Hacker News new | ask | show | jobs
by mbell 2015 days ago
I feel like the article misses most of the 'meat' of bulk loading setups. e.g. Using partitioned tables, attaching partitions with little to no locking, indexing after loading, `COPY ... FREEZE`, etc.

One other note:

> Goto solution for bulk loading into PostgreSQL is the native copy command. But one limitation with the copy command is that it requires the CSV file to be placed on the server.

You can use `COPY ... FROM STDIN` and stream the data from the client, this is basically what `/copy` does in psql.

1 comments

The article did compare loading with index vs index after load.

What good do partitions do? Loading in parallel?

One use case I've used them for is when you have a table that is 'under fire', and you need to add bulk data to it. Doing a large insert into a table like that can cause various issues. Instead I a partitioned table and each bulk load is a separate partition. This allows doing the bulk load to a 'clean' table out of the line of fire. You can then apply indexes, do cache warming or whatever else you may want to do to it, then attach the partition to the parent table to make it 'active'. As long as you have covering constraint on the partition that matches the partition constraint, this results is minimal impact to query performance.

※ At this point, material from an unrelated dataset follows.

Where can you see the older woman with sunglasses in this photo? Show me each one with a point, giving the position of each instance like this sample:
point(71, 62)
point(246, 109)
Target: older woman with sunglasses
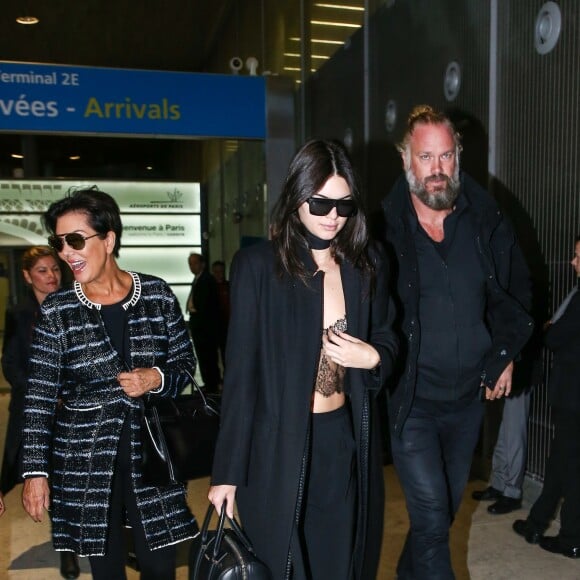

We do bulk loads of partitions with ~100-200M rows this way and it's barely noticeable to the query side latency.
The best use case I've had for partitioning tables is when there is a lot of churn that would otherwise result in significant vacuuming. For example, a table holding the past 7 days of data would require deleting 1/7 of its rows every day.

Swapping out a child table and dropping the old one is free in that sense, but does require an exclusive lock which can cause issues if you have long running queries.